I'm thinking that I might have to do a find/search function for either
of the two starting strings and then have the "max" value (for the
longer of the two strings) but that's a lot of extra columns in my
spreadsheet.

Is there perhaps a better way to do this?


Since you indicated that these are URL's, I will assume they have a normal
structure, so the domain name will be the part between the first // and the
next /. Then we just remove the www. if it exists.


=SUBSTITUTE(MID(A1,FIND("/",A1)+2,FIND(CHAR(1),
SUBSTITUTE(A1,"/",CHAR(1),3))-FIND("/",A1)-2),"www.","")

--ron
 
R

Ron Rosenfeld

Hi, I have a list of URLs and I would like to find a way to extract
the domain name from the URL.

The URLs can be prefixed with www in some cases and I'd also like to
strip that off.

So, for the following URLs
http://www.wiseclerk.com/group-news/tag/libor
http://www.wiseclerk.com/group-news/2008/04/
http://www.wiseclerk.com/group-news/
http://www.tiscali.co.uk/search/results.php?section=&from=&query=setana
sports
http://www.techdirt.com/articles/20080408/223932792.shtml
http://www.techdirt.com/articles/20080408/223932792.shtml
http://www.techdirt.com/
http://www.techdirt.com/
http://techdirt.com/index.php
http://techdirt.com/blog.php?tag=loans



I'd like to extract

wiseclerk.com
tiscali.co.uk
techdirt.com

I'm struggling to find the correct algorithm to locate the starting
point (after the http:// or after the http://www.) and the ending
point (the first /) for my Mid function.

Any help appreciated.

I'm thinking that I might have to do a find/search function for either
of the two starting strings and then have the "max" value (for the
longer of the two strings) but that's a lot of extra columns in my
spreadsheet.

Is there perhaps a better way to do this?

Missed something -- the case where there is no final "/".

So use this instead:

=SUBSTITUTE(MID(A1,FIND("/",A1)+2,IF((LEN(A1)-LEN(SUBSTITUTE(A1,"/","")))=2,
255,FIND(CHAR(1),SUBSTITUTE(A1,"/",CHAR(1),3))-FIND("/",A1)-2)),"www.","")

--ron
 
H

Howard Kaikow

Rick Rothstein (MVP - VB) said:
Fair enough.
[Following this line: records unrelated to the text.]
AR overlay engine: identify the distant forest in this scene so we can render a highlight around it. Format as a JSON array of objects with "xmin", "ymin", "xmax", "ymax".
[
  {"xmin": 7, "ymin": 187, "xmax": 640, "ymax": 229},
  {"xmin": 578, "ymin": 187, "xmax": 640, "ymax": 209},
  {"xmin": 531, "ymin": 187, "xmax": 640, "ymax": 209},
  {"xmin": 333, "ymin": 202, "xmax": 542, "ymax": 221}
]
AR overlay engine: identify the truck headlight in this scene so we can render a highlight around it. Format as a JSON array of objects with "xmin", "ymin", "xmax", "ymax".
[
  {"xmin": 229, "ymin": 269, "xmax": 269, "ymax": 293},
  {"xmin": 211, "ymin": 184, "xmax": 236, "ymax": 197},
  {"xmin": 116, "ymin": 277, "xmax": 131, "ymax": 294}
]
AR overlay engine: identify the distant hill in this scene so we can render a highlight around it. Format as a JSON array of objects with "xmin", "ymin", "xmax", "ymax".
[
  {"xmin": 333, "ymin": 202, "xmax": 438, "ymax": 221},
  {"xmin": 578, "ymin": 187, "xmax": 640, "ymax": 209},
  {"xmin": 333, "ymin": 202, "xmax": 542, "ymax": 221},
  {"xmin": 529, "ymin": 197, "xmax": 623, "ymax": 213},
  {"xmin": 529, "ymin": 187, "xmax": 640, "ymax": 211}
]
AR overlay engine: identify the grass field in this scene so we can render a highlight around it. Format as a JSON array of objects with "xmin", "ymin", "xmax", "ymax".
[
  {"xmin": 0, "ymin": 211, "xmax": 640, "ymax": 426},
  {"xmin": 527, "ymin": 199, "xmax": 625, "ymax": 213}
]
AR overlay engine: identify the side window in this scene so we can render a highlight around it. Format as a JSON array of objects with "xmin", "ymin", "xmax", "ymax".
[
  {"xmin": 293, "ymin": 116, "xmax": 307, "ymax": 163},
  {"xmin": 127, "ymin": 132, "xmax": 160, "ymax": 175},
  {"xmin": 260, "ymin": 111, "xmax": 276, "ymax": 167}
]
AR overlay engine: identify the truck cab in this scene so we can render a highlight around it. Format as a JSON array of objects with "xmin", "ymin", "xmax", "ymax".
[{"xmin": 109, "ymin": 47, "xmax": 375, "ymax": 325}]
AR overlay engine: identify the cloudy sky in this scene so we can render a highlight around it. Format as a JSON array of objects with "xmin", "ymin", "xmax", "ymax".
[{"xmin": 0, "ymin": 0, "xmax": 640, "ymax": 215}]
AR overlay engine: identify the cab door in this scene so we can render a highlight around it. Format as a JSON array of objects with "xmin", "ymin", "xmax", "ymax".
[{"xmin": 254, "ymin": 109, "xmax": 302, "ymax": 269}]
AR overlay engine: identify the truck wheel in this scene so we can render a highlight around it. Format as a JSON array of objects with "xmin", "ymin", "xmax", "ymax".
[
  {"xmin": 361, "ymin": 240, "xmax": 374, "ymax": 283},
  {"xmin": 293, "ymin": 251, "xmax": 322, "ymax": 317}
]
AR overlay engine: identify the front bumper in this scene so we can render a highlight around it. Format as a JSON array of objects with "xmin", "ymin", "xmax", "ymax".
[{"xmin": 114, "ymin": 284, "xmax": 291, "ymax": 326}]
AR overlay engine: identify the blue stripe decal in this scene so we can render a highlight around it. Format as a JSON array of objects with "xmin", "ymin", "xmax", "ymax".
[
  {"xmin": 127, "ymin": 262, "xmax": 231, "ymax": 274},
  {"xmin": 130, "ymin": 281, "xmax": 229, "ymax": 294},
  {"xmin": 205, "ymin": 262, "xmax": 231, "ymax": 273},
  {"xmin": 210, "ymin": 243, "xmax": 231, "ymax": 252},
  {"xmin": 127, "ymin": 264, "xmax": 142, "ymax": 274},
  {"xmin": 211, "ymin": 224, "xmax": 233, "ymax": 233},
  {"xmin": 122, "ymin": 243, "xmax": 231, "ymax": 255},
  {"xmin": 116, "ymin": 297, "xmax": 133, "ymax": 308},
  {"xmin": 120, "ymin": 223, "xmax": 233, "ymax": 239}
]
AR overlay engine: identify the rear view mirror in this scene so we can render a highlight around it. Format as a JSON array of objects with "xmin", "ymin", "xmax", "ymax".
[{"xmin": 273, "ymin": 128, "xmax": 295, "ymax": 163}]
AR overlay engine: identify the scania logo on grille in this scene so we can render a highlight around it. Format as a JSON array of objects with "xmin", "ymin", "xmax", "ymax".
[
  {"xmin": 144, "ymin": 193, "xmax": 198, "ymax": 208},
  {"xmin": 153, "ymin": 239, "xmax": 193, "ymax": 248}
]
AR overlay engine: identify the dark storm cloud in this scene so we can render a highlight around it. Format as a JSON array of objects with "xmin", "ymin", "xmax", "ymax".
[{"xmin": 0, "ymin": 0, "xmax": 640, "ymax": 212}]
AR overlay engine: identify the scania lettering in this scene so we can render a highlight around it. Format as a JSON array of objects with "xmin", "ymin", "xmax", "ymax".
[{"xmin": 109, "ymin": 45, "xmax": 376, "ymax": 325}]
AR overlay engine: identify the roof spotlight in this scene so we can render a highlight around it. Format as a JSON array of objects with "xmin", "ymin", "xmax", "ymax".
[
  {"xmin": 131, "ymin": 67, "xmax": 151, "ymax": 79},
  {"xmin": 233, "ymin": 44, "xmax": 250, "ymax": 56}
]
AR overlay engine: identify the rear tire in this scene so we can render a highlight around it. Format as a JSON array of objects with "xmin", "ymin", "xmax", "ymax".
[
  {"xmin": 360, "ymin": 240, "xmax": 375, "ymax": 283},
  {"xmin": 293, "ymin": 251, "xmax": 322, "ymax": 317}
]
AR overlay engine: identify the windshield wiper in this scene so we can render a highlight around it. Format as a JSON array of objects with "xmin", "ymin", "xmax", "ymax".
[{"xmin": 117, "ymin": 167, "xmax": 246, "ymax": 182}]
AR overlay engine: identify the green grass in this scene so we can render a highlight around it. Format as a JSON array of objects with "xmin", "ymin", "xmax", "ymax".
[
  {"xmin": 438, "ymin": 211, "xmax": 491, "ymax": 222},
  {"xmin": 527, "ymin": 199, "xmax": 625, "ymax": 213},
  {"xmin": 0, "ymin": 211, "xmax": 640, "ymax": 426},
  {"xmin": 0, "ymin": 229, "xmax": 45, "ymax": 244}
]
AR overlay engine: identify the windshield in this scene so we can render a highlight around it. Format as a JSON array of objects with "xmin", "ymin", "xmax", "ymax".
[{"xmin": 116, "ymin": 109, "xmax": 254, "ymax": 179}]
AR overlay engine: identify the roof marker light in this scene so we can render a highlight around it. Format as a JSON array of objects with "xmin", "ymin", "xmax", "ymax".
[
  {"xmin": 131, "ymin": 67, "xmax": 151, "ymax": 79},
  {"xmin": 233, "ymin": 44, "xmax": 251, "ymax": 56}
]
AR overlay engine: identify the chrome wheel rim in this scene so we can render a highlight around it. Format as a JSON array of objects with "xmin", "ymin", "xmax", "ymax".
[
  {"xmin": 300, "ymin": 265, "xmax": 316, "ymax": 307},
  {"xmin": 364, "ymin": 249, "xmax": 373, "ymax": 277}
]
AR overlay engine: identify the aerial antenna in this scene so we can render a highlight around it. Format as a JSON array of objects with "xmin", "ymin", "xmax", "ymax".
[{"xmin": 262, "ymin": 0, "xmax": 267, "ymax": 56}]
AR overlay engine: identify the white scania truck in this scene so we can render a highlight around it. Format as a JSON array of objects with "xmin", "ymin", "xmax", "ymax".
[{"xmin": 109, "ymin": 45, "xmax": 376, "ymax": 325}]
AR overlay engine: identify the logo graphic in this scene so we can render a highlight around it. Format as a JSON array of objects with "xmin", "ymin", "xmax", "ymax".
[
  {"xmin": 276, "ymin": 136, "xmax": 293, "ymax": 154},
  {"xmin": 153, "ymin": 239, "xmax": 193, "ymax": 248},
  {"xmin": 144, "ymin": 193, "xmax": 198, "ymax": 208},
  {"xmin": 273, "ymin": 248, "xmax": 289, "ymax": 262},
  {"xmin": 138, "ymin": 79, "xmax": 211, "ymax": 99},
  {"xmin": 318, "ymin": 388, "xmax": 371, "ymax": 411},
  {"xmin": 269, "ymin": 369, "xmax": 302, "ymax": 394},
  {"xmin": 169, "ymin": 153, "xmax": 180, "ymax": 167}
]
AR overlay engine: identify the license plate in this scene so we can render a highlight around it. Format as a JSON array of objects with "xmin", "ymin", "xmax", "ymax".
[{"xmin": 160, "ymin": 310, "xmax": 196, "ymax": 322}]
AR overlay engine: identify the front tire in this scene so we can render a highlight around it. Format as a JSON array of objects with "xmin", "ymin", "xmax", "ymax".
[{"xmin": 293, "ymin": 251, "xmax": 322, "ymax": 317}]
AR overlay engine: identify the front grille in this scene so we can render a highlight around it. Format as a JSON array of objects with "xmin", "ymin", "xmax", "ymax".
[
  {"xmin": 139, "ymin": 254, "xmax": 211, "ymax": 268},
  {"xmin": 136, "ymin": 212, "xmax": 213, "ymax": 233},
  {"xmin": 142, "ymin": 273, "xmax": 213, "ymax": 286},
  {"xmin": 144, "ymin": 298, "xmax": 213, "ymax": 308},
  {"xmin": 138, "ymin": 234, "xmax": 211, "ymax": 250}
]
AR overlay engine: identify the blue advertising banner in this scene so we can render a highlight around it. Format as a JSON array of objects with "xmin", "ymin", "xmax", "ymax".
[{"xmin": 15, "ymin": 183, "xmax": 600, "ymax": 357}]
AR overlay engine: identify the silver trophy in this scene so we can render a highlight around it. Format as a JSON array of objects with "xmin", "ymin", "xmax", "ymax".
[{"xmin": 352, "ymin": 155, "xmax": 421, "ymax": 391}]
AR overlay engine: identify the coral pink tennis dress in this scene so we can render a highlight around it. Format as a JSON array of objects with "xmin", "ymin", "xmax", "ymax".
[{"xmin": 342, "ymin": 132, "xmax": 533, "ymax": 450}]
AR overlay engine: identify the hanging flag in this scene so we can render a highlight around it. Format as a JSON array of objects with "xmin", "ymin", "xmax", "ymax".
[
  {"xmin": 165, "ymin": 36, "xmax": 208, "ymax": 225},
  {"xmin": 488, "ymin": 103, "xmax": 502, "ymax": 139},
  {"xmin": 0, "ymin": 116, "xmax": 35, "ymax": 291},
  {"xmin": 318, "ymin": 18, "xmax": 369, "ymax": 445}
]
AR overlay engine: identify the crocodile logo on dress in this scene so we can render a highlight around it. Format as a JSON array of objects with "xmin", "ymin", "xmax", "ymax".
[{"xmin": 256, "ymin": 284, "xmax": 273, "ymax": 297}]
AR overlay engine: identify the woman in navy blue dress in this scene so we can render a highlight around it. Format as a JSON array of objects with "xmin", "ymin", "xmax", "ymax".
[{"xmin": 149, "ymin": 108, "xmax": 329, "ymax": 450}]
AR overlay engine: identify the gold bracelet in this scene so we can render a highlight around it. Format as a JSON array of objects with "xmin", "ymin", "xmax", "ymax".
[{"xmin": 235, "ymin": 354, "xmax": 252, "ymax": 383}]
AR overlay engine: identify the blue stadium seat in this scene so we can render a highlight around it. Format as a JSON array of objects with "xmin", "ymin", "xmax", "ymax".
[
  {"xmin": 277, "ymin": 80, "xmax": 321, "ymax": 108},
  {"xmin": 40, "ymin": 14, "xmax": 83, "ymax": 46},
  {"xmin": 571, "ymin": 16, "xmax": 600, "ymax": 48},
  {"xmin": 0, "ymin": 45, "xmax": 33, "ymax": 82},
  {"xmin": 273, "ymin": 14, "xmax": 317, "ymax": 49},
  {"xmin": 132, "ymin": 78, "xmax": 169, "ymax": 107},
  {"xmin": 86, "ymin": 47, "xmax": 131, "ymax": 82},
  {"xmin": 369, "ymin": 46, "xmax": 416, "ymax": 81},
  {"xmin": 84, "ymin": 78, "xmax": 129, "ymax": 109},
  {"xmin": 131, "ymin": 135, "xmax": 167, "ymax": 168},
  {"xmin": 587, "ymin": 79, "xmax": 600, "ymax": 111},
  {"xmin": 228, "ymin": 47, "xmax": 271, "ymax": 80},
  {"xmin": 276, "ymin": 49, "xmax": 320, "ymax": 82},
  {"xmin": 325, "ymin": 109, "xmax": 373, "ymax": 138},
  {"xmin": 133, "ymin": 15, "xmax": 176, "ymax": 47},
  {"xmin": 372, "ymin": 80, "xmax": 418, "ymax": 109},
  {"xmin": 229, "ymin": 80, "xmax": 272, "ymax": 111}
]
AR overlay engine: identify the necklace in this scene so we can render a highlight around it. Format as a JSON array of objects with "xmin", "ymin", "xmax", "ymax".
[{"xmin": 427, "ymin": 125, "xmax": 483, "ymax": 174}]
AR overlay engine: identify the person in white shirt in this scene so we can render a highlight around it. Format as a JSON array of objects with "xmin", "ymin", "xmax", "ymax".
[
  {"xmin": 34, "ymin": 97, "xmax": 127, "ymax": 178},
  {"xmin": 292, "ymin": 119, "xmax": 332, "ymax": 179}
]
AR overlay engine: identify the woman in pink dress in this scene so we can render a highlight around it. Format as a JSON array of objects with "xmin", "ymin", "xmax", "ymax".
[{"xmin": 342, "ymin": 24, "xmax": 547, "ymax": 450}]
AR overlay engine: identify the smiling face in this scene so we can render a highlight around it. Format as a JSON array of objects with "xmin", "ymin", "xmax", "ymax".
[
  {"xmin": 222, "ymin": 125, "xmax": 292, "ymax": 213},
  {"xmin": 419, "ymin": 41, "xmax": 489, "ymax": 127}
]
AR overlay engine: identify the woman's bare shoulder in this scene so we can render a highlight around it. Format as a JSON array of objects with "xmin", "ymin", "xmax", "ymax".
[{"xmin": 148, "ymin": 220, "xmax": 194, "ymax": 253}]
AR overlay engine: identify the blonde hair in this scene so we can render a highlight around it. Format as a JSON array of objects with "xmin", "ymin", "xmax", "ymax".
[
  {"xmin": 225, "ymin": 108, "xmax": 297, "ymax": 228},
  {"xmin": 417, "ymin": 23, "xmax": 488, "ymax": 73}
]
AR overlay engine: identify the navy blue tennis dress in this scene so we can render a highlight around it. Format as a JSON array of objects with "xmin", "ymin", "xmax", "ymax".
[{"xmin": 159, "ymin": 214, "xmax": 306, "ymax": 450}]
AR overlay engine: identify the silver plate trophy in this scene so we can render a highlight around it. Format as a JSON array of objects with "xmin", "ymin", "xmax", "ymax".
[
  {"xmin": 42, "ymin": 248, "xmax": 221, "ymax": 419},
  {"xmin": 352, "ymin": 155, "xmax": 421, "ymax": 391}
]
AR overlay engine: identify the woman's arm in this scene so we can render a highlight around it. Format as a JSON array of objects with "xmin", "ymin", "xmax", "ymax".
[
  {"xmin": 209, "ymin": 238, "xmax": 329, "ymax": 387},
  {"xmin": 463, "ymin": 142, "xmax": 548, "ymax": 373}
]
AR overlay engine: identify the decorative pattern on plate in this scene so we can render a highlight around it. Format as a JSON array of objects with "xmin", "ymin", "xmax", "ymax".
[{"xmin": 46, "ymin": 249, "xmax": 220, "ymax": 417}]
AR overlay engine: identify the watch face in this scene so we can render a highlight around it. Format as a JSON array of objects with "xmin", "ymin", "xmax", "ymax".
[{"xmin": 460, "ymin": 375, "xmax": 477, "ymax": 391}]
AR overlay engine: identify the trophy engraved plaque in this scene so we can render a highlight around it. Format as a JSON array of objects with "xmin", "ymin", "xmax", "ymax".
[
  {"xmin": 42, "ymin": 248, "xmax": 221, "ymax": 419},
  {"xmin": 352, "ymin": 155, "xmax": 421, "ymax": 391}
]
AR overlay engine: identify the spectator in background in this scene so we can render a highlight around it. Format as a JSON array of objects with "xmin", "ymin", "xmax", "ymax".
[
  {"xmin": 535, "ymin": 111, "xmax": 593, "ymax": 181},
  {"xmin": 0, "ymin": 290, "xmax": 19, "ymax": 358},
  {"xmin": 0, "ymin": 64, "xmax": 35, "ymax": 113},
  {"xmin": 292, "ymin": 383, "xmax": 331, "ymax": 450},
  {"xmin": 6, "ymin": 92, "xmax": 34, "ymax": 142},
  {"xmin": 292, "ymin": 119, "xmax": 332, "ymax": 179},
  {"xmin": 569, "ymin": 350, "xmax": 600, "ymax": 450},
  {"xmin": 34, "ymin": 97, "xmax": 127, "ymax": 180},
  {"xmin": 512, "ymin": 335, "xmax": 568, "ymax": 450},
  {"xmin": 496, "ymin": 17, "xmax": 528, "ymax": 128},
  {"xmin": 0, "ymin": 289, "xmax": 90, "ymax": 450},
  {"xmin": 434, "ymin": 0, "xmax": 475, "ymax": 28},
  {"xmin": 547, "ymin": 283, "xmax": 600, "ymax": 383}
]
Here is a possible Function solution to this question which
makes use of the UrlGetPart API to get to the "company name". For those
following this thread, add a Module to the project (Insert/Module from the
VBA editor) and copy/paste the code after my signature into its code window.
Inside the GetCompanyName function, I have seeded the Protocols constant
with "www" and "ftp"... you can add any other protocols you think necessary
in this constant, just make sure each protocol is separated by a dot. You
would use this function just like any other worksheet function. So, for
example, if A1 contains the URL, then put this formula in the cell you want
to extract the company name to...

It is almost always better to use the Unicode version of APIs.
 
R

Rick Rothstein \(MVP - VB\)

Fair enough. Here is a possible Function solution to this question which
It is almost always better to use the Unicode version of APIs.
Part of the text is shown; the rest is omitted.